The North Carolina primaries are next month, but recent news report show that there are still legal battles over the election process in the state.
A recently concluded lawsuit has challenged North Carolina’s voter ID law, which is one of the strictest in the nation. The News & Observer said a federal court ruled Friday that 13 congressional districts must be redrawn within two weeks. The court said the districts had been gerrymandered to dilute Black voting power.
The Rev. William Barber heads the North Carolina NAACP chapter, which has been involved in several lawsuits over voting rights.
“This ruling by all three judges is a vindication of our challenge to the General Assembly of North Carolina writing racially biased ‘apartheid’ voting districts to disenfranchise the power of the African-American vote,” Barber said.
The recent ruling could affect a separate NAACP suit which has called for the invalidation of the North Carolina legislature’s 2011 redistricting, Barber said.
Bob Phillips, executive director of Common Cause North Carolina, said North Carolina needs to adopt a redistricting system that is nonpartisan.
“For years, partisan gerrymandering has led to costly litigation and deprived North Carolina voters of having a real choice and a voice in our elections,” Phillips said. “Fortunately, a growing number of citizens and leaders across the political spectrum agree that North Carolina should adopt an independent redistricting process.”
The Los Angeles Times said North Carolinians are waiting on a ruling by U.S. District Judge Thomas Schroeder on a lawsuit challenging North Carolina’s strict voter ID law. The law states that state residents must show a government-issued ID to vote and the ID must exactly match their voter registration. A lawsuit filed by the NAACP accused the law of making it difficult for Black and Latino residents to vote.
State Republicans have said voter ID laws are necessary to protect against voter fraud. But cases of voter fraud are very rare.
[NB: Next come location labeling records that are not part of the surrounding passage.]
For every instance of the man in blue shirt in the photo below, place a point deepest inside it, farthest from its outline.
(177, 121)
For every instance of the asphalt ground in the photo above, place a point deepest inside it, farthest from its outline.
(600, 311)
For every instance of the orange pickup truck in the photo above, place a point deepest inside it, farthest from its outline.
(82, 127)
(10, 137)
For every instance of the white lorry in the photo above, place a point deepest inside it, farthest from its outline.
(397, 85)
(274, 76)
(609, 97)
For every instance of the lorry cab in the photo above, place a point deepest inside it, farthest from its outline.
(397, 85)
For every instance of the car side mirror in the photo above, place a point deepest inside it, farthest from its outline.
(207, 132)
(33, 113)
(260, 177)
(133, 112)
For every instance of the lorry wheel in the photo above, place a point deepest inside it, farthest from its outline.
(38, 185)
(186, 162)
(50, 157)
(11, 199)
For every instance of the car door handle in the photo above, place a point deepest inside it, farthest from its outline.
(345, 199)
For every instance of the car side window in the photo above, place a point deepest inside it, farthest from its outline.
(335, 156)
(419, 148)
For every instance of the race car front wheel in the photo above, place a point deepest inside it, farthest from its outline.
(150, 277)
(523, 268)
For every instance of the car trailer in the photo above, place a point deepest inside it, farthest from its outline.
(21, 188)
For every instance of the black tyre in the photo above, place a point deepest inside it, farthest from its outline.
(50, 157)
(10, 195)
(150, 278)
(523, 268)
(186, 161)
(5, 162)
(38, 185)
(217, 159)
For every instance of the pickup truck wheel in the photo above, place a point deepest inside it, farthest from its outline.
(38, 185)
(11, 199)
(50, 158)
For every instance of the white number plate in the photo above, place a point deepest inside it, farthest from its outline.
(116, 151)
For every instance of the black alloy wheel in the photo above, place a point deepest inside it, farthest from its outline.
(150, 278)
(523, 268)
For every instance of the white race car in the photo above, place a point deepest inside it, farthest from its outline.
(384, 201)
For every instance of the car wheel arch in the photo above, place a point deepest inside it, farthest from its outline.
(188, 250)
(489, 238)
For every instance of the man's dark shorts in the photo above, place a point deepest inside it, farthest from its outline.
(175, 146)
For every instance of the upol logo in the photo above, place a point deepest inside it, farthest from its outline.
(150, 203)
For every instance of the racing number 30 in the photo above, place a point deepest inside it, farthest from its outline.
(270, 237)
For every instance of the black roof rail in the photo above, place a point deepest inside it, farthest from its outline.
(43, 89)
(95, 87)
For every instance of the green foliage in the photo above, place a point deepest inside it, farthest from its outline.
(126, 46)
The Los Angeles Times said Lorraine Minnite, an associate professor of public policy at Rutgers University who testified at the trial, found only two cases of voter impersonation among 35 million ballots cast between 2000 to 2014.
“Their claims of fraud were fraudulent in and of themselves,” said Barber in a phone interview with The LA Times. “It’s a very smooth way of trying to continue to hold on to the ‘solid South’ through election and voter suppression and trickery.”
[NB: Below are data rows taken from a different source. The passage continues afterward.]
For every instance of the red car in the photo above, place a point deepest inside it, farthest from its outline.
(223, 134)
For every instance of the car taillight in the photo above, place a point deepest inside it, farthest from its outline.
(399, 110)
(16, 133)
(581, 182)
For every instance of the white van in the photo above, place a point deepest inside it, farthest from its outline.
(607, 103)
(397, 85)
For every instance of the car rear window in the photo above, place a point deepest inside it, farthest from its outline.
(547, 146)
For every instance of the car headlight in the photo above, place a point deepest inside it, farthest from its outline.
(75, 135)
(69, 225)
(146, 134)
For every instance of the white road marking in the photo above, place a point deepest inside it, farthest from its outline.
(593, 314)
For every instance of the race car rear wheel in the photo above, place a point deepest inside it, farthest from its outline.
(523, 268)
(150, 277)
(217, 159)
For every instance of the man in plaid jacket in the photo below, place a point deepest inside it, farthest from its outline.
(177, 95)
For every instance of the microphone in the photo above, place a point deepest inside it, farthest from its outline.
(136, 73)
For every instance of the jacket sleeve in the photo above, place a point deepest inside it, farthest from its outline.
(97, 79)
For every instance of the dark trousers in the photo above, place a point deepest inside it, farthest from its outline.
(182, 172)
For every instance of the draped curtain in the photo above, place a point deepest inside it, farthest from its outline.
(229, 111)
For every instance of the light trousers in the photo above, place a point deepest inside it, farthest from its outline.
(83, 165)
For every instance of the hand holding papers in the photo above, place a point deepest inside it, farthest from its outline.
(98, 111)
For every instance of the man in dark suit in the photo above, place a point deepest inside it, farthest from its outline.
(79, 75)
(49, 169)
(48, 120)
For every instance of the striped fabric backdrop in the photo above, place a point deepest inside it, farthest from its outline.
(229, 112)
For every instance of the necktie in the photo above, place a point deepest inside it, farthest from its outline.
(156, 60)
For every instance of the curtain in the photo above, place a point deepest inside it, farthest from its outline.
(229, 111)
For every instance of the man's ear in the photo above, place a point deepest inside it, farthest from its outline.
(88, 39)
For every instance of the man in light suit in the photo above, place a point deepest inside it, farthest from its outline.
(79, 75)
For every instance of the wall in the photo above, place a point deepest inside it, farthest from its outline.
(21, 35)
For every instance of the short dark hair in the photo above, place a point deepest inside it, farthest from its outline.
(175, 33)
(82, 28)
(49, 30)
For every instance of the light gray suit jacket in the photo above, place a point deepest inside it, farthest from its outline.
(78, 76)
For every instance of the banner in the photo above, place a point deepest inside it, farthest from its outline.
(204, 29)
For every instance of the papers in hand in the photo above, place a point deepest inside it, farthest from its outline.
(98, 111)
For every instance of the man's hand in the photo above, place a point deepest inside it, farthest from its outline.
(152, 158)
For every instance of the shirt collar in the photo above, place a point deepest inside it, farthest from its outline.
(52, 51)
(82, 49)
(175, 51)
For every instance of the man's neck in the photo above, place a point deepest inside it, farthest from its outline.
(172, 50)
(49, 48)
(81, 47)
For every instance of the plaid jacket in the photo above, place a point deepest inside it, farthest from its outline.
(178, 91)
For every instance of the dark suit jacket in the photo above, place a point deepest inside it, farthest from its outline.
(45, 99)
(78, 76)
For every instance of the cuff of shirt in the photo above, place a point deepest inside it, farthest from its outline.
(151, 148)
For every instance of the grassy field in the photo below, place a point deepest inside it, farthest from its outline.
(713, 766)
Rosanell Eaton, a 94-year-old North Carolina resident, was a plaintiff in the voter ID lawsuit. She talked about the difficulty she had obtaining a government-issued ID that would enable her to vote. She would have been barred from voting because the name on her driver’s license is not an exact match to the name on her voter registration card. Eaton drove 200 miles and made 10 trips to the DMV trying to correct her ID.
“It’s going to be difficult, they [black voters] may get discouraged, and they don’t have the money to pay people to wait all day. It’s just a lot of headache in it,” she said during court testimony.
Several voter ID laws were enacted across the country after a 2013 Supreme Court ruling struck down parts of the 1965 Voting Rights Act. Chief Justice John Roberts said the Voting Rights Act was no longer necessary because racism was a thing of the past.